Jack Palance was a hoot, even as he was a great entertainer. I loved the way he would emote with breathlessness as if he had just finished running the 400 meter.

One funny Believe It Or Not segment concerned an adventurer Englishman way back in the 1890s. This English adventurer evinced a medical interest hobby as well. He wanted to prove a theory that retaining an intestinal parasitical tapeworm would protect one against intestine-related diseases. He proceeded to swallow a tapeworm larva. Jack Palance relates how the man traveled about India and even drank his full at the holy but polluted Ganges River. Dead animals and cremated people's ashes are scattered into the waters. People are doing all sorts of things in the Holy Ganges so I can't be criticised for denigrating Hinduism. It's all there for everyone to see. Nonetheless, Palance ends the story that the English traveler reportedly never fell ill once during his sojourn throughout India and wherever else he travled on the Asian continent. Upon returning to England, the man drank a medicinal anti-parasite potion.
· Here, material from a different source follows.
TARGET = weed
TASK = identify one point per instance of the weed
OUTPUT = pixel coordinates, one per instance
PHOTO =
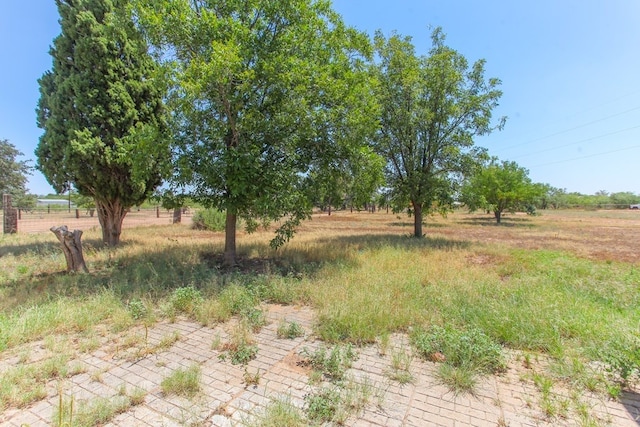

Effective as it should be, he shortly thereafter excreted the detached tapeworm. He was careful however, to collect the tapeworm in a bucket. When measured, Palance claimed that the parasite's length was well over 20 feet. The Englishman had nicknamed his tapeworm parasite, 'Fred'. Well, that's a LOL, isn't it?
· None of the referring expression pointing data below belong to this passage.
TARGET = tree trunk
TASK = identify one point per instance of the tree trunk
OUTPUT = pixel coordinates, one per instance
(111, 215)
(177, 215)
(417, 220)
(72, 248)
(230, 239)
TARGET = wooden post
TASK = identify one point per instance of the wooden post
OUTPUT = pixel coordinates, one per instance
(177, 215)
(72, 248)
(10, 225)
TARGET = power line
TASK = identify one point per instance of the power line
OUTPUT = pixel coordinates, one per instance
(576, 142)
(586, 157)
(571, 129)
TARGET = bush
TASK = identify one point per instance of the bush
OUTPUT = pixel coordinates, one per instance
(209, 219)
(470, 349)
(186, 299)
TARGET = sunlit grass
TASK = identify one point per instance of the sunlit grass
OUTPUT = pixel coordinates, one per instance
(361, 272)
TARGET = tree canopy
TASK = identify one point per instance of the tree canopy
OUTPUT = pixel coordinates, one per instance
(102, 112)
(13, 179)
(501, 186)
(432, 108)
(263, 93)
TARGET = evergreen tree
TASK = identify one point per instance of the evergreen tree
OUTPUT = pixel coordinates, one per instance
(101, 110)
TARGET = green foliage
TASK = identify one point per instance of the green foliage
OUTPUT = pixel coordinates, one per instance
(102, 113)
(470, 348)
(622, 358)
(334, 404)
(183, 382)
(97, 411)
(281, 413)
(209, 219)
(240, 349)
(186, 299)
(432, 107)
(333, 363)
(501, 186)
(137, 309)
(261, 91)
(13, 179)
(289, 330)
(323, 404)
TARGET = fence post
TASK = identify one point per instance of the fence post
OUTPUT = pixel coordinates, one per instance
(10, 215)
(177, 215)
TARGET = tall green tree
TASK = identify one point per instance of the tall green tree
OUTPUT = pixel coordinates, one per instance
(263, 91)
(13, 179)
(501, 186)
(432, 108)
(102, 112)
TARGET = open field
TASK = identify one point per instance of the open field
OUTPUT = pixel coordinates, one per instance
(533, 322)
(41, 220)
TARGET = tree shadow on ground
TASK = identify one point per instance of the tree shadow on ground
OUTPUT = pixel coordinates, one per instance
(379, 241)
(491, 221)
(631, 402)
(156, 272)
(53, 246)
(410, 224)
But wait, read the 2001 book, "Parasite Rex". I'm astonished. The study of parasites infesting humans has advanced greatly. A current theory is that some parasites can actually benefit the human host while doing little to neglible damage. In fact, the human body might require some minimal parastical infestation to prevent allergies and auto-immune diseases. The parasite it appears, does something to tame the human immune system to prevent immune attacks upon itself. Without this immune system regulation, the body overreacts to any invasion of external stimuli thus leading to overreactions and resulting allergies or auto-immune dysfunction. That spoken, the vast majority of other parasite infections are definitely harmful. The most damaging are those parasites that are evolved to live in a specific host such as a rat, a frog, or a snail, but mistakenly end up in a human body. Watch Nature Channel's "Monsters Inside Me", on YouTube.